I’tikaf adalah latihan untuk menumbuhkan keterikatan itu. Ketika seseorang menghabiskan waktu berhari-hari di masjid, ia akan merasakan bahwa masjid bukan hanya tempat ibadah, tetapi tempat pulang bagi jiwa. Maka i’tikaf benar-benar ikhtiar untuk mendekatkan diri kepada Allah.
Saat i’tikaf, seorang mukmin menghidupkan waktunya dengan shalat, baik shalat wajib maupun shalat sunnah; dengan doa-doa, memohon ampunan dan rahmat Allah, dengan dzikir, mengingat Allah dengan hati yang tenang, dengan tilawah Al-Qur’an, menyelami pesan-pesan Ilahi. Kajian dan tadabbur, memperdalam pemahaman agama.

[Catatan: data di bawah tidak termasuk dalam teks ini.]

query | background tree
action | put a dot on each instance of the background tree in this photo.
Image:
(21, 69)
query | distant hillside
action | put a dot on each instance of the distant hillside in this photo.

Istirahat secukupnya, agar tubuh tetap kuat dalam beribadah. Semua aktivitas ibadah ini membentuk sebuah lingkaran spiritual yang menenangkan hati. Allah berfirman: Ingatlah, hanya dengan mengingat Allah hati menjadi tenang.” (QS. Ar-Ra’d: 28). Ayat ini adalah inti dari i’tikaf: ketenangan hati.
I’tikaf adalah kesempatan langka untuk lebih banyak bersama Allah di tengah dunia yang ramai. Saat ketika seorang hamba melepaskan beban dunia, menenangkan hati, dan memperbarui hubungan dengan Rabbnya. Ketika seseorang keluar dari i’tikaf dengan hati yang lebih bersih, lebih tenang, dan lebih dekat kepada Allah, maka sesungguhnya ia telah merasakan kebahagiaan Ramadhan yang sejati. Bahagia Ramadhan adalah ketika bulan suci ini mendidik kita untuk mencintai masjid, merindukan keheningannya, dan menjadikan hati kita selalu terpaut dengannya. Karena pada akhirnya, masjid bukan hanya bangunan tempat shalat, tetapi tempat di mana jiwa menemukan kedamaian dan hati menemukan jalan pulang kepada Allah.